Czechoslovakian composer Hans Krása originally wrote the opera “Brundibár,” which will open at Sweet Briar College this week, for a competition at an orphanage in 1938 — the same year Hitler invaded the country.
By the time it was actually performed in 1942, Krása had been transported to the concentration camp Theresienstadt, where he was soon joined by the opera’s director, scenic designer and some of the children from the original production.
Krása eventually recreated the opera there from memory and the partial piano score he smuggled in with him — “with the instruments they happened to have there in the camp,” says Bill Kershner, who is directing SBC’s production.
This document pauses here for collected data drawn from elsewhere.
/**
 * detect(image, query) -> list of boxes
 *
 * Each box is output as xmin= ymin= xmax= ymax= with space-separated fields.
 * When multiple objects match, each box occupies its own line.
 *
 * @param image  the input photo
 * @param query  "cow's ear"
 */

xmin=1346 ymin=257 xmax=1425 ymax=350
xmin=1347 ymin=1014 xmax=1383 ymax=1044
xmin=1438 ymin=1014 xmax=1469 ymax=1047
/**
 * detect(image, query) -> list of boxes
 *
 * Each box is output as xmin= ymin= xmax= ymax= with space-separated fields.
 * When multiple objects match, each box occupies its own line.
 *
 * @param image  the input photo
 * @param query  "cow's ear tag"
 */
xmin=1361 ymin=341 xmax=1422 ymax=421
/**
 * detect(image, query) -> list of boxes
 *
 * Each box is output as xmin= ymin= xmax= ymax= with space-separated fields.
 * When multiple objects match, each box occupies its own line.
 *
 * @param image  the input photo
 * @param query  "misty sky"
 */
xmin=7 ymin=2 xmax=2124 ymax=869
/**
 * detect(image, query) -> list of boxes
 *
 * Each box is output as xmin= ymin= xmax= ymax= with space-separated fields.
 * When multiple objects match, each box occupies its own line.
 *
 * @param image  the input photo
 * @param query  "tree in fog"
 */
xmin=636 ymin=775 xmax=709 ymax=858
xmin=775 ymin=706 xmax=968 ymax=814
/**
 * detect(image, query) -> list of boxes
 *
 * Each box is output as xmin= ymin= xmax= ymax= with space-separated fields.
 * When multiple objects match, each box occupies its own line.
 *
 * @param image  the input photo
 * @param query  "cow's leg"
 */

The opera tells the story of a tyrannical organ grinder, the titular Brundibár, who prevents a brother and sister from singing in the marketplace of their village to earn money to help their sick mother. But he is eventually defeated when the siblings team up with a sparrow, a cat, a dog and other children in the town to chase him away.
“Krása tried to put [in] subliminal messages,” Kershner says. “In pictures of the original production, they gave Brundibár a mustache [like Hitler’s]. I guess the Nazis did not consider it to be a threat. … The story really is about how you can band together and triumph over evil. But, at the same time, we know it’s not an easy triumph.”
The opera was performed 55 times at the concentration camp between 1943 and 1944. At one point, the Nazis used it as propaganda to prove to a Red Cross delegation that prisoners were treated humanely there.
But, in fact, Theresienstadt was a stopover where more than 150,000 people were held for months or years before being sent to extermination camps. Not long after that Red Cross visit, Krása and many of the residents were sent to the gas chambers at Auschwitz.
To honor their memory, Kershner is staging the opera — which Pulitzer Prize-winning playwright Tony Kushner translated into English in 1992 — as if it’s being performed in 1943 in the camp. The set is designed to look like the inside of Theresienstadt, and members of the orchestra will wear the same prison garb as the cast.
“We’ve given everybody in the cast the name of a concentration camp victim,” Kershner says. “Students have all been given a particular name and, even in some cases, a photograph of someone who was killed.”
He did much of that research himself.
“It really struck me,” he says. “I’d be looking for names of victims of certain ages. I’d do a search in the Holocaust Victims Database [for] 8-year-olds, and [would] get pages and pages and pages of them. The immensity of it, the horror, is astounding.”